CMU15-445/645 2021 HW1
Q1
要求从Category表中按照字母顺序列出所有CategoryName内容
sqlite> SELECT CategoryName FROM Category ORDER BY CategoryName;
Beverages
Condiments
Confections
Dairy Products
Grains/Cereals
Meat/Poultry
Produce
Seafood
Q2
要求从Order表中按照字母顺序列出所有包含-的内容,且不能有重复内容
- 要求必须包含-,那么我们需要like '%-%'来筛选
- 不能有重复内容我们可以用DISTINCT关键字
- 字母顺序使用ORDER BY关键字
坑点是查询的时候记得FROM "Order"
,因为Order是关键字,不加引号会出现语法错误
sqlite> SELECT DISTINCT ShipName FROM "Order" WHERE ShipName like '%-%' ORDER BY ShipName;
Bottom-Dollar Markets
Chop-suey Chinese
GROSELLA-Restaurante
HILARION-Abastos
Hungry Owl All-Night Grocers
LILA-Supermercado
LINO-Delicateses
QUICK-Stop
Save-a-lot Markets
Q3
要求从Order表中查询Id和ShipCountry按照id递增输出从15445开始的20条信息,并且如果ShipCountry是北美的三个国家('USA', 'Mexico', 'Canada')那么显示'NorthAmerica',否则是'OtherPlace'
- 查询Id和ShipCountry直接
SELECT Id, ShipCountry
- 对ShipCountry进行判断并添加为一列的方法是使用case when方法
SELECT WHEN ShipCountry in when ShipCountry in ("USA", "Canada", "Mexico") then 'NorthAmerica' else 'OtherPlace' end
- 从ID为15445开始输出是WHERE Id >= 15445
- 按照ID递增输出是ORDER BY ID ASC
- 只输出前20条信息是LIMIT 20
sqlite> SELECT Id, ShipCountry,
( case
when ShipCountry in ("USA", "Canada", "Mexico")
then 'NorthAmerica'
else 'OtherPlace'
end
)
FROM "Order"
WHERE Id >= 15445
ORDER BY Id ASC
LIMIT 20;
15445|France|OtherPlace
15446|Italy|OtherPlace
15447|Portugal|OtherPlace
15448|Argentina|OtherPlace
15449|Portugal|OtherPlace
15450|Venezuela|OtherPlace
15451|Brazil|OtherPlace
15452|France|OtherPlace
15453|France|OtherPlace
15454|Canada|NorthAmerica
15455|USA|NorthAmerica
15456|France|OtherPlace
15457|Mexico|NorthAmerica
15458|USA|NorthAmerica
15459|Germany|OtherPlace
15460|Argentina|OtherPlace
15461|Austria|OtherPlace
15462|Austria|OtherPlace
15463|Finland|OtherPlace
15464|Brazil|OtherPlace
Q4
要求查询每家公司的名字和不准时的订单的比率,并递减顺序输出
- 要求按照每家公司查询,所以我们需要GROUP BY分组
- 要求查询不准时的订单比率,只需要用每家公司的不准时订单数量除以每家公司的总订单数量即可,这样的话就是从两个表中统计。即SELECT * FROM (SELECT ...) INNER JOIN (SELECT ...) ON ...

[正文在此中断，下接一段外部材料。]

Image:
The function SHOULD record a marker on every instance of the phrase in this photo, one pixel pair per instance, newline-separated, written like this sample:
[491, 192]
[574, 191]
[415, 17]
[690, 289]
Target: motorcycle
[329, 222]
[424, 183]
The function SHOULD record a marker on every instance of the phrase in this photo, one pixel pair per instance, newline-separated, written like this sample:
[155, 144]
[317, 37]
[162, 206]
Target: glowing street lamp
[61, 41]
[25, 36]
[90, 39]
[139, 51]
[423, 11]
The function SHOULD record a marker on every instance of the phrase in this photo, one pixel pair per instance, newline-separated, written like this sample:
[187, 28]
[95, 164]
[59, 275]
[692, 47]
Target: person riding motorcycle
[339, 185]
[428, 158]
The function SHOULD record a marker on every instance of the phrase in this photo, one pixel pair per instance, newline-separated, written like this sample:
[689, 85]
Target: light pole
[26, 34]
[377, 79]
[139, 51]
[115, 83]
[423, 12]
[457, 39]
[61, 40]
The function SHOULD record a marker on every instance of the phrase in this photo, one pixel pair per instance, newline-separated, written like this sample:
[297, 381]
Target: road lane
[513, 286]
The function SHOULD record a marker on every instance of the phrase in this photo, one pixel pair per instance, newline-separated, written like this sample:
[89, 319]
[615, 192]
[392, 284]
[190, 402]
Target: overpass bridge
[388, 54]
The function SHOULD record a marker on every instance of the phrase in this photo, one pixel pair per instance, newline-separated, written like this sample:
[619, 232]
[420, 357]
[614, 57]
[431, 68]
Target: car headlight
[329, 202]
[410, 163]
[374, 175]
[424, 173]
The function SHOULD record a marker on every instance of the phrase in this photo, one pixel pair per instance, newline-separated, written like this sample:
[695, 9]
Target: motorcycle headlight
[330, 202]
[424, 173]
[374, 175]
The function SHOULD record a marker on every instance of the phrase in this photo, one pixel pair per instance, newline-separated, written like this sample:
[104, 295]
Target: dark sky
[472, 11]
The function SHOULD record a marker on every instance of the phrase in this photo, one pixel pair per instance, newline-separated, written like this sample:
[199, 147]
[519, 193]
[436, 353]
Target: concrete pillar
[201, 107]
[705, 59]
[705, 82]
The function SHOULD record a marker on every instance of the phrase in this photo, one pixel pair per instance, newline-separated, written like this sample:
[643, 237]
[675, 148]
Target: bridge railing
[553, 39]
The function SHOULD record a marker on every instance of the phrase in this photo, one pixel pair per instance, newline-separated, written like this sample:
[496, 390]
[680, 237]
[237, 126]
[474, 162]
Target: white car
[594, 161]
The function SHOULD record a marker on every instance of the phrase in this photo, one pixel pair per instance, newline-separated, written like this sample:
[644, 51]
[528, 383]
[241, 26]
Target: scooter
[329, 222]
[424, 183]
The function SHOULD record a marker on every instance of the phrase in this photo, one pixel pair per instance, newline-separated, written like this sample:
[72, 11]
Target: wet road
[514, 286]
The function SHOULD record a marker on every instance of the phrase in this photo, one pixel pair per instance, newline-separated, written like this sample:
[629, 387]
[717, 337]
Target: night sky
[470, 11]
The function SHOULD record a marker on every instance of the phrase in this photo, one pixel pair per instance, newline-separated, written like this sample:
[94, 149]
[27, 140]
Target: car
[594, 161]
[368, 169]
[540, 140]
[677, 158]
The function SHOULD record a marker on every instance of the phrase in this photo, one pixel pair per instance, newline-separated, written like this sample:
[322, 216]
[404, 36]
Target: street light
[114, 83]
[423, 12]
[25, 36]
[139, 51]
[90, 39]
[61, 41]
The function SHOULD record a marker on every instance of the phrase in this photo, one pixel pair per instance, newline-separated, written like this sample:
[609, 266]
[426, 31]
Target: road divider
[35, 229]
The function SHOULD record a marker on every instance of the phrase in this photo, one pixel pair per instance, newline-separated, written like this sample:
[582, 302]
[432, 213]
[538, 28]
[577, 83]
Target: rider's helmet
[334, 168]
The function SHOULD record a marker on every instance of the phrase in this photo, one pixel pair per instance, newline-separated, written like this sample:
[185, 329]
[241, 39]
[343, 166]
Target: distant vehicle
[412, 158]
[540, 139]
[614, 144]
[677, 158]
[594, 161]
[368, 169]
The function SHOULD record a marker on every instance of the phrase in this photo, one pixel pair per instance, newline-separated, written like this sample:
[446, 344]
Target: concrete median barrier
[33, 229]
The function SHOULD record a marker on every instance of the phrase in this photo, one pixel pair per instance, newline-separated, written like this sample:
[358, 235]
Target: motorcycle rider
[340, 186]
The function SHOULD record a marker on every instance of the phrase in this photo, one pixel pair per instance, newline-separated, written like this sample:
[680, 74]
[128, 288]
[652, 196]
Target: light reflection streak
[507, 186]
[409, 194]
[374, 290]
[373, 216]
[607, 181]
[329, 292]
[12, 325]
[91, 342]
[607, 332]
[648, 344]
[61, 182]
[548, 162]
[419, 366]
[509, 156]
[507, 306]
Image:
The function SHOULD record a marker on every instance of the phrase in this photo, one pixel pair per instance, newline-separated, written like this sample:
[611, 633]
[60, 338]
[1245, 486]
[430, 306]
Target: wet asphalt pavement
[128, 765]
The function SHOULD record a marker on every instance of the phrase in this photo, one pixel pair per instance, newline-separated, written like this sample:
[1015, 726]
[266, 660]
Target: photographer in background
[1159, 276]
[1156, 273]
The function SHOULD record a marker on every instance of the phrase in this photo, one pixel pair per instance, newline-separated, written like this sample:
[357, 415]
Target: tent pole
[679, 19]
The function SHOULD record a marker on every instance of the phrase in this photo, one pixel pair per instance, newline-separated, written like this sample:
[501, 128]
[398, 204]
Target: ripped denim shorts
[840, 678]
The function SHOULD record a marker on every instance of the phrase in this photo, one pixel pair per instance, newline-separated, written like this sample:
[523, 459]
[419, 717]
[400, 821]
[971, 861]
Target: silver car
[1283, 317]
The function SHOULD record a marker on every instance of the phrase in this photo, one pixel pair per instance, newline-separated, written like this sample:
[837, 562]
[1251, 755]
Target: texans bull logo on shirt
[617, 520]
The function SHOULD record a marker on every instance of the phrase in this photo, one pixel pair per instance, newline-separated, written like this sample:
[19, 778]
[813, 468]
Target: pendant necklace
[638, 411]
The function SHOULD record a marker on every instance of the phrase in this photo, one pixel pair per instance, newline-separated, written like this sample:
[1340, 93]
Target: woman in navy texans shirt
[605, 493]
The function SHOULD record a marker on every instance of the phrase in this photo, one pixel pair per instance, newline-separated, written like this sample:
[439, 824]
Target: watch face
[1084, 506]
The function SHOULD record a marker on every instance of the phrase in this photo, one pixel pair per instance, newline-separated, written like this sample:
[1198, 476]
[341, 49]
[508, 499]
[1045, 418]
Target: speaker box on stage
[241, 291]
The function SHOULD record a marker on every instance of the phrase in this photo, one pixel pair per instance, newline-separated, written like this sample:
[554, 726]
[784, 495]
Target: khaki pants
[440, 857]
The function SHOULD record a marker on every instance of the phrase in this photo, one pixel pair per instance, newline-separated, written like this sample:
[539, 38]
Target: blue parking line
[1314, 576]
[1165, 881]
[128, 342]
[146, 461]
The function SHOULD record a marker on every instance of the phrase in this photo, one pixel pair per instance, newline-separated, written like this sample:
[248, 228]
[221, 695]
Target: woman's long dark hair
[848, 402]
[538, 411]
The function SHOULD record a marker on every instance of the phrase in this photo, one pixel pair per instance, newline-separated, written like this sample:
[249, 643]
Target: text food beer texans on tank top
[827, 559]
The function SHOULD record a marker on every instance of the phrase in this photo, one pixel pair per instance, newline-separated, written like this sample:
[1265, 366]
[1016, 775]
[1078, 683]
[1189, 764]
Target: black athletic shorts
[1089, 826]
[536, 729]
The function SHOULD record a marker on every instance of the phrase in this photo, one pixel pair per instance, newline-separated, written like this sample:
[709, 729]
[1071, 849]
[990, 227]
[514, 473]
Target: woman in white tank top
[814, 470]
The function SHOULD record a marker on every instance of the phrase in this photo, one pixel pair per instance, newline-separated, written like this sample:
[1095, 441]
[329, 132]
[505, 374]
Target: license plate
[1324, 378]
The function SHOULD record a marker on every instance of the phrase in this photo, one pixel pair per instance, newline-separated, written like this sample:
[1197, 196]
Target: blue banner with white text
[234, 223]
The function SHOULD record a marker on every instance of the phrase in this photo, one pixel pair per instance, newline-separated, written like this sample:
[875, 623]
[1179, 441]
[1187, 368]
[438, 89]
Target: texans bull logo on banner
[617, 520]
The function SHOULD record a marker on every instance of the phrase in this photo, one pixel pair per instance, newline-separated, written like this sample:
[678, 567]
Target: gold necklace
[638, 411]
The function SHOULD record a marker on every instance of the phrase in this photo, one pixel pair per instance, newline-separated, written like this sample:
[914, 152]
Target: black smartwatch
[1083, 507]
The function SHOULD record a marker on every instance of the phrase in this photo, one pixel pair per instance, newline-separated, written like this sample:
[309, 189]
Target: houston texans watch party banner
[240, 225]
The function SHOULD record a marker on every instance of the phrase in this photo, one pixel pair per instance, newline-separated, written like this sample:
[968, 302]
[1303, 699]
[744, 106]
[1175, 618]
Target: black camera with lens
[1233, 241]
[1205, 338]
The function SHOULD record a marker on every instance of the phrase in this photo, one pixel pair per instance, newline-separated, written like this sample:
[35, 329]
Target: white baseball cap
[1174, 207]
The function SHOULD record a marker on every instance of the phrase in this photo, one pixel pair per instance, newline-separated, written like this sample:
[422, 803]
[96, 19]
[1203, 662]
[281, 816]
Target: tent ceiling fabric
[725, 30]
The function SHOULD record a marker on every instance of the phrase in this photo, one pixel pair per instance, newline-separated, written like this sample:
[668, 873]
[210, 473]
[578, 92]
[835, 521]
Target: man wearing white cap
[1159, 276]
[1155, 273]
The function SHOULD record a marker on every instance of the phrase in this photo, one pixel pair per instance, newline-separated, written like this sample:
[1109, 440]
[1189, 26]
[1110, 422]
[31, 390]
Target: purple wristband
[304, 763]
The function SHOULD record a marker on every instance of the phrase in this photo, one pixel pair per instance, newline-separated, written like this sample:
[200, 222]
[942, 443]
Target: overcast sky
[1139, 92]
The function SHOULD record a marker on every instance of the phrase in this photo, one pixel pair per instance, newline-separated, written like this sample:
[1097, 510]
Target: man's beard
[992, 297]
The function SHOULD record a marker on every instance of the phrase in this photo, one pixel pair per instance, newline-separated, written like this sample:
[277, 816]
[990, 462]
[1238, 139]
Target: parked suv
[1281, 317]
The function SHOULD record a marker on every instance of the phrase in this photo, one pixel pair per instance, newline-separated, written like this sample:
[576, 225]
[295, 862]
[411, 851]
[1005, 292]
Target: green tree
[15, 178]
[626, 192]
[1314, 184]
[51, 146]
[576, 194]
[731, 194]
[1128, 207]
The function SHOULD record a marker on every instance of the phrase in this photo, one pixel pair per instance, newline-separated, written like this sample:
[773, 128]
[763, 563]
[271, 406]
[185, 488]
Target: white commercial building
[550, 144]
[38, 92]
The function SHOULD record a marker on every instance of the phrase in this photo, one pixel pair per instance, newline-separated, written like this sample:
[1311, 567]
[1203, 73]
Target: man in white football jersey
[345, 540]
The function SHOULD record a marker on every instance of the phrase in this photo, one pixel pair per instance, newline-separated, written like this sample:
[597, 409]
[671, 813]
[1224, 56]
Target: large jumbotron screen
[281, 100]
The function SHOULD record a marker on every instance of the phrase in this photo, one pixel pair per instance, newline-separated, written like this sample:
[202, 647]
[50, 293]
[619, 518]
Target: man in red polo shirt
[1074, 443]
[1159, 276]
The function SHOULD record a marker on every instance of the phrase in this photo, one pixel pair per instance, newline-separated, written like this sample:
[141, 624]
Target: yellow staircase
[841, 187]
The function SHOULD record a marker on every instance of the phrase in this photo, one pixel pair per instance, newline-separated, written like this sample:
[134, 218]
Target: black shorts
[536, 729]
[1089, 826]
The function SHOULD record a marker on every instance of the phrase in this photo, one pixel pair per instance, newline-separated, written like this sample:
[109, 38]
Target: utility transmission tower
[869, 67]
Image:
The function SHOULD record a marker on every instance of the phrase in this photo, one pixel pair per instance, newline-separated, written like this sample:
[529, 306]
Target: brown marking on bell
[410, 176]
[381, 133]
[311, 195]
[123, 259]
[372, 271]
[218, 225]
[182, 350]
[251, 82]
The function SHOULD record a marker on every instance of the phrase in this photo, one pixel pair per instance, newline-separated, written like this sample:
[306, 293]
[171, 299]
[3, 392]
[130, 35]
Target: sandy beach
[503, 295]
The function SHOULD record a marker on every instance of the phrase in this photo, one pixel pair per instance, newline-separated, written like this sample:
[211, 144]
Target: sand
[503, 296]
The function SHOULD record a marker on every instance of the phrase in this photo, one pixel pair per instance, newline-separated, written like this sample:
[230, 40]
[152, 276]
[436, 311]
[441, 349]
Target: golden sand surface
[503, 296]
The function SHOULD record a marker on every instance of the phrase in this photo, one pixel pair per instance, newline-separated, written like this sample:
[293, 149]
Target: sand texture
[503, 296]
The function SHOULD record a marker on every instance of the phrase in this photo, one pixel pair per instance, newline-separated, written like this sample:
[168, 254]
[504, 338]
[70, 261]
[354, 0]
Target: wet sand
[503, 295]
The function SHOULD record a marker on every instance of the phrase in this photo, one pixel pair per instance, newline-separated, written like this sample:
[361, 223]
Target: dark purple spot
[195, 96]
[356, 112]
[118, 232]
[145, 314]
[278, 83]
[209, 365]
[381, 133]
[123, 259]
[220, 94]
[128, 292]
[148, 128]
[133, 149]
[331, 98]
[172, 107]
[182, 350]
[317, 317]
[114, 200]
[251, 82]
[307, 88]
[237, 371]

- 要求对计算的百分率四舍五入保留两位小数,需要ROUND(x, n)函数即对x保留n位小数
sqlite> SELECT CompanyName, ROUND(OvertimeCnt.cnt * 100.0 / TotalCnt.cnt, 2) AS cnt_rate
FROM
(SELECT ShipVia, COUNT(*) AS cnt FROM "Order" WHERE ShippedDate > RequiredDate GROUP BY ShipVia) AS OvertimeCnt
INNER JOIN (SELECT ShipVia, COUNT(*) AS cnt FROM "Order" GROUP BY ShipVia) AS TotalCnt ON OvertimeCnt.ShipVia = TotalCnt.ShipVia
INNER JOIN Shipper ON Shipper.Id = OvertimeCnt.ShipVia
ORDER BY cnt_rate DESC;
Federal Shipping|23.61
Speedy Express|23.46
United Package|23.44
Q5
要求查询每种类别的产品数量,平均单位价格,最小单位价格,最大单位价格,在订单中的总数,并且要保证类别数量大于10
这个还是有蛮多知识点需要学习的:
- 首先是WHERE后面不能使用聚合函数,必须使用HAVING语句。
- 语句的执行先后顺序是 WHERE -> GROUP BY -> HAVING -> ORDER BY
- 注意COUNT和SUM聚合函数的区别,COUNT是统计表中某些列的个数之和,SUM是统计表中某些列的值之和
- COUNT(*), COUNT(SomeCol)两者的区别是前者把null的行也会统计进个数,而后者不会
SELECT CategoryName, COUNT(CategoryId) AS number, ROUND(AVG(UnitPrice), 2),MIN(UnitPrice),MAX(UnitPrice), SUM(UnitsOnOrder)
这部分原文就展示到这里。